A Amnistia Internacional documentou também um crescendo significativo da repressão conforme se aproxima a data das cruciais eleições legislativas na Birmânia, marcadas para 8 de novembro próximo. Ativistas pacíficos são cada vez mais frequentemente visados com acusações criminais e sem possibilidade de fiança, mantidos em pré-detenção a aguardar julgamento por longos períodos, ao mesmo tempo que os termos de pena de prisão se têm tornado igualmente mais extensos.

“As autoridades da Birmânia têm estado claramente a agir todo este tempo com os olhos postos nas eleições, com a repressão a ter-se intensificado pelo menos nove meses antes do arranque da campanha eleitoral, em setembro. O propósito é muito óbvio: tirar das ruas as vozes ‘indesejáveis’ bem antes das eleições e garantir que não são ouvidas”, critica Laura Haigh.
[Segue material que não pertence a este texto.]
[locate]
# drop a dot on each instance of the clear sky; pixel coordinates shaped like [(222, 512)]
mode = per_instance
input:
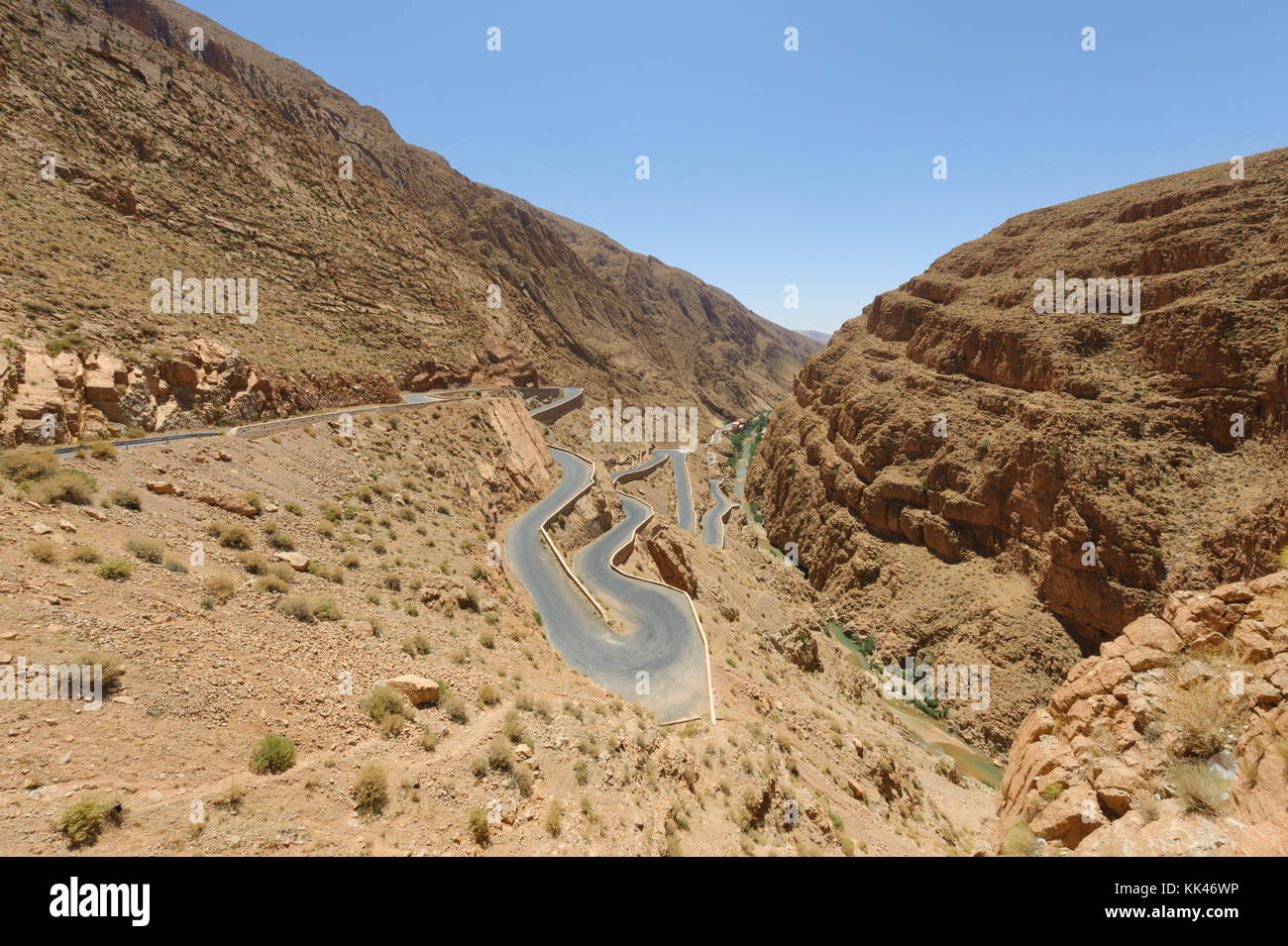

A Birmânia tem uma variedade de leis draconianas para deter e condenar à prisão os críticos do Governo. Estas leis contêm cláusulas que proíbem, entre outras coisas, reuniões ilegais, “distúrbios à tranquilidade do Estado” e “insultos às sensibilidades religiosas”.

E o clima de medo é agravado por outras formas de intimidação, em que se inclui um sistema arreigado de vigilância e perseguição dos cidadãos. Os ativistas são sujeitos a uma monitorização constante: seguidos, fotografados enquanto participam em eventos públicos, e os seus escritórios e casas alvo de “inspeções” a meio da noite, assim como veem familiares a serem também intimidados e perseguidos.

Muitos prisioneiros de consciência na Birmânia já estiveram presos antes e são frequentemente detidos de novo e condenados a penas de prisão pouco após serem libertos após o cumprimento de sentença, o que cria uma “porta giratória de repressão”.

A um mês das eleições legislativas, a Amnistia Internacional insta o Governo birmanês a libertar imediata e incondicionalmente todos os prisioneiros de consciência, a anular as acusações que pendem contra aqueles que apenas exerceram pacificamente os seus direitos humanos e a revogar ou rever as leis do país que violam os direitos humanos. A organização urge também a comunidade internacional, que tem vindo a aliviar a pressão sobre a Birmânia nos últimos dois anos, a intensificar os esforços para pressionar o Presidente, Thein Sein, a dar ordem de libertação de todos os prisioneiros de consciência no país.

“Os líderes mundiais não podem aceitar como válidas as declarações das autoridades birmanesas de que acabaram com a repressão. Estas eleições constituem uma oportunidade crucial para deixar claro à Birmânia que prender e silenciar críticos pacíficos é inaceitável. E esta é uma oportunidade que não pode ser perdida”, remata a perita da Amnistia Internacional.